А пока Господь со всеми вами! Да хранит вас всех Заступница. А вы за меня помолитесь, дедушка».
В тот же день она писала в Москву своей благодетельнице письмо, как и это – полное орфографических ошибок. Но в нем вылилась вся ее благодарная душа. Некоторые буквы расплылись от слез.
…Хованский слегка волнуется, когда едет к Нероновой на чашку чая.
Он решил вести атаку стремительно. Там, где замешан такой богач и опытный донжуан, как Муратов, медлить глупо. Женщины, особенно актрисы, все продажны. А эта Неронова с ее смуглым лицом и экзотическими глазами будит его притупленные желания. Она непосредственна. У нее, наверное, темперамент. «У нее такие трепетные, нервные ноздри. Точно у арабской лошади. И удивительная ножка…»
Робея, почти страдая от робости, встречает его Надежда Васильевна… Она видит его быстрый, но выразительный взгляд, которым он окинул, войдя, номер, всю ее обстановку, эти ободранные стены. И ей мучительно больно… Вот теперь он будет презирать ее… Он не придет в другой раз… Ах, зачем она согласилась его принять!.. Но ей слишком хотелось его видеть…
Дрожащими руками она протягивает ему чашку, и опять замечает его беглую усмешку… Да, эта чашка ужасна… Вращаясь в доме Репиной, за последние два года она узнала цену художественной обстановки, изящных вещей. Но ведь у нее нет своего сервиза. Ничего нет своего, кроме этого маленького сундучка в углу.
Как жалкая нищенка смотрит она на этого юного «принца». Таких в жизни она еще не встречала. Только в царстве вымысла она жила рядом с такими избранниками. Сама принцесса любила их и слушала их признания. И не ей – бедной мещаночке, не знающей по-французски, пишущей каракулями, – достанется любовь этого изящного породистого человека… Как сон, мелькнет он в ее жизни. Но этот сон она не забудет.
Он осторожно выспрашивает ее о семье. Как? Она здесь одна?.. Без покровителя?..
– Неужели у такой красивой женщины нет поклонников?

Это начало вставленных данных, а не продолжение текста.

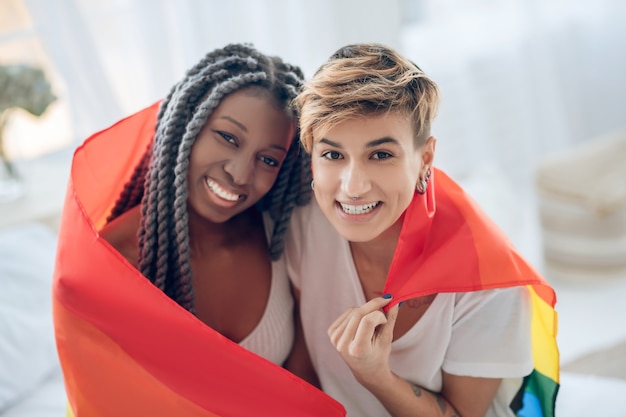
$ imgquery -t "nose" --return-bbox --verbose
[341,162,371,197]
[224,156,254,185]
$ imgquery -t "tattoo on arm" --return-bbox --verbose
[407,381,446,417]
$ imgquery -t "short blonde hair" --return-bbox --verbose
[294,43,439,152]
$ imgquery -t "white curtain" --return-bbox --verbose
[402,0,626,186]
[24,0,400,141]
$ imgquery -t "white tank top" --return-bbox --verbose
[239,213,294,365]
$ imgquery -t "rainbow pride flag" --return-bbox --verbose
[53,103,345,417]
[383,169,559,417]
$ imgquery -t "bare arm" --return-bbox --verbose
[328,298,500,417]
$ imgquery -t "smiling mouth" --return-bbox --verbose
[206,178,241,201]
[339,201,380,214]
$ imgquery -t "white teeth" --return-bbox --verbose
[339,201,380,214]
[206,179,239,201]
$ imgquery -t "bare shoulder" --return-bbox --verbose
[100,205,141,267]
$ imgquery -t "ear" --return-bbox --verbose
[421,136,437,174]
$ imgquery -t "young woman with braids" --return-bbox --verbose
[100,45,310,364]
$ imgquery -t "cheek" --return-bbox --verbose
[255,172,278,195]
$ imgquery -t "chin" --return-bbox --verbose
[333,224,376,243]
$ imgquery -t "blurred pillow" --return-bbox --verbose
[0,223,58,412]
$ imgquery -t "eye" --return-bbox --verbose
[217,131,237,146]
[259,156,280,167]
[372,151,393,161]
[322,151,343,160]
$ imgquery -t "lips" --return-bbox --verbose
[339,201,380,215]
[206,178,241,201]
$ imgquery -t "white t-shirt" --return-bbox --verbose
[239,213,294,365]
[285,202,533,417]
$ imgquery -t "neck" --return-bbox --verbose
[188,208,262,255]
[350,216,404,292]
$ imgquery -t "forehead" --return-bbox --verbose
[315,112,414,146]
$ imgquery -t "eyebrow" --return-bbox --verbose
[319,136,399,149]
[220,116,248,133]
[220,116,287,153]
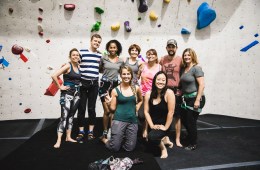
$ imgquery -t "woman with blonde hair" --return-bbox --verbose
[180,48,206,150]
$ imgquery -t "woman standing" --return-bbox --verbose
[125,44,142,86]
[99,40,124,138]
[101,66,142,151]
[51,48,81,148]
[144,71,175,158]
[180,48,205,150]
[138,49,161,139]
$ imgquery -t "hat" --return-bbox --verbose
[167,39,177,47]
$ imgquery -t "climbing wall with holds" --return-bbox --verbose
[0,0,260,120]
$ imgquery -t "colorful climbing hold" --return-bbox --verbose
[12,44,23,55]
[95,7,104,14]
[20,54,28,63]
[0,57,9,67]
[111,22,120,31]
[124,21,132,32]
[240,40,259,52]
[197,2,217,29]
[24,108,32,113]
[91,21,101,32]
[181,28,191,34]
[138,0,148,13]
[64,4,76,11]
[9,8,14,14]
[149,11,158,21]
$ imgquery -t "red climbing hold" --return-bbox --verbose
[38,17,42,21]
[12,44,23,55]
[64,4,76,11]
[24,108,32,113]
[20,54,28,63]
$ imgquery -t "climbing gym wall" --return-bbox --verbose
[0,0,260,120]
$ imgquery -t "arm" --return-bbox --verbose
[194,77,205,109]
[144,92,154,129]
[51,63,70,90]
[160,90,175,131]
[106,89,117,112]
[136,86,143,112]
[137,63,144,79]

Его улыбка холодна, а взгляд хищен.
– У меня никогда не было поклонников. И покровителей не было… Я всем обязана Репиной.
Но Репина его ничуть не интересует.
– Вы хотите сказать, что никто не сопровождал вас сюда из Москвы?.. Что никто не ждет вас? – дрогнувшим от желания голосом настаивает он.
– Меня ждет дедушка… Да еще братец с сестрицей…
– Это невероятно! – срывается у него. И худые скулы его краснеют.
Просто, искренне, доверчиво она рассказывает ему об этих двух годах нужды, труда, борьбы с семьей, мечтах о сцене.
Но он не слушает. Он смотрит на ее чувственные, тонко изогнутые губы, на нервно вздрагивающие ноздри, на искрящиеся глаза…
«Очаровательная из нее выйдет любовница… И какая кожа… Какие зубы!..»
Вдруг странные звуки врываются в комнату. Он прислушивается, оглядывается. Храпит сосед за тонкой стеной. Неронова сконфужена… Глазами она молит у «принца» прощения за эту прозу жизни…
– Тут тоже живут? – небрежно спрашивает он, кивнув на другую стену.